Bug #202243 reported by beerfan
2
Affects Status Importance Assigned to Milestone
specto (Ubuntu)
Invalid
Undecided
Unassigned

Bug Description

Binary package hint: specto

I'm using Specto 0.2.2 in Ubuntu Gutsy.

According to the google specto docs, the web monitor uses file size (presumably the "content-length" HTTP header but perhaps it checks the string length internally) to know if a page has changed. Ideally, the "Last-Modified" HTTP header should be used to determine if a page has been modified. This is because pages which contain, for example, a table of data which doesn't change in size but changes in value may not have a different content length but should be returned with a proper "Last-Modified" header.

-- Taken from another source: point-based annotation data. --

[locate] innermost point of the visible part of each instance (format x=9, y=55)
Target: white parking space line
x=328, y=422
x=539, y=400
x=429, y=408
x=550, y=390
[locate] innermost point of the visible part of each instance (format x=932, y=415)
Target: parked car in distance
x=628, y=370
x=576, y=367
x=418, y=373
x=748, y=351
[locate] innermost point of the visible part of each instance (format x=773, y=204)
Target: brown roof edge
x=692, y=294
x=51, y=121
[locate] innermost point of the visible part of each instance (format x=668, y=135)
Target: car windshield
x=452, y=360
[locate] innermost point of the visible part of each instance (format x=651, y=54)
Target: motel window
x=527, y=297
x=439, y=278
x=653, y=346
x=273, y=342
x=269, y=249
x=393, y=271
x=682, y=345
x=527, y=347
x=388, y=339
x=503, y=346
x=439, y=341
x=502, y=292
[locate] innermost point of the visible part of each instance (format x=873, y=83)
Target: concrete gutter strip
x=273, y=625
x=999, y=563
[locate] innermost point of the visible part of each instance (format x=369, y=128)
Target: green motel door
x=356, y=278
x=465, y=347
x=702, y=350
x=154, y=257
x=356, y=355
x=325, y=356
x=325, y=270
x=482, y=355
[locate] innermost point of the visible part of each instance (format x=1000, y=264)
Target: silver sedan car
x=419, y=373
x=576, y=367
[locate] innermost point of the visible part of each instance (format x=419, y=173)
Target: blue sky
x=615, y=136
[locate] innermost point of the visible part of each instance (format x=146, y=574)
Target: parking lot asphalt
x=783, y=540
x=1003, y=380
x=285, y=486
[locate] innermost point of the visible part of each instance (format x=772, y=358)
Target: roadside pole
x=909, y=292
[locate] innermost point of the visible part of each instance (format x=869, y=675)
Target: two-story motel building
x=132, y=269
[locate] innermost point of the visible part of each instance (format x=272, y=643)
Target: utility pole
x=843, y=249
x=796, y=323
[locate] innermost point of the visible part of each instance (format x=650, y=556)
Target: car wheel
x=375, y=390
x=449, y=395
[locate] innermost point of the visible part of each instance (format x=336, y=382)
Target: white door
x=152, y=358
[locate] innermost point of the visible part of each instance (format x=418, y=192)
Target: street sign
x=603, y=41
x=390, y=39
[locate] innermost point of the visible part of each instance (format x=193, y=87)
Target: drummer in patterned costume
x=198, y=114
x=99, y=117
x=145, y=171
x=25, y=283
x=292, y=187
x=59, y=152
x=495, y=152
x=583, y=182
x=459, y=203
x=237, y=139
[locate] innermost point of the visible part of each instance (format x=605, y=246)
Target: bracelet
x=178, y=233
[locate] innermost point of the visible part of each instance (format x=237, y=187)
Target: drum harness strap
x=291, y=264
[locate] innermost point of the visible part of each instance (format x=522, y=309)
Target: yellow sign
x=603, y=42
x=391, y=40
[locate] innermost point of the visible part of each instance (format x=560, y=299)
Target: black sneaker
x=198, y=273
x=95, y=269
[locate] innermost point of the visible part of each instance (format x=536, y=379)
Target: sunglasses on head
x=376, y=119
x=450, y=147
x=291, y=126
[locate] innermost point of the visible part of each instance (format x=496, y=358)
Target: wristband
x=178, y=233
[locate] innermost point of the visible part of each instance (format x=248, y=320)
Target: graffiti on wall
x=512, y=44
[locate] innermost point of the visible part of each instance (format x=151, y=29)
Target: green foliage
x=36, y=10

Further, it is recommended to use the "If-Modified-Since" header to minimize data transfer. Use of the ETag header may be necessary for cases involving proxies and caching servers.

References:
http://www.w3.org/Protocols/rfc2616/rfc2616-sec14.html#sec14.29 (Last-Modified)
http://www.w3.org/Protocols/rfc2616/rfc2616-sec14.html#sec14.25 (If-Modified-Since)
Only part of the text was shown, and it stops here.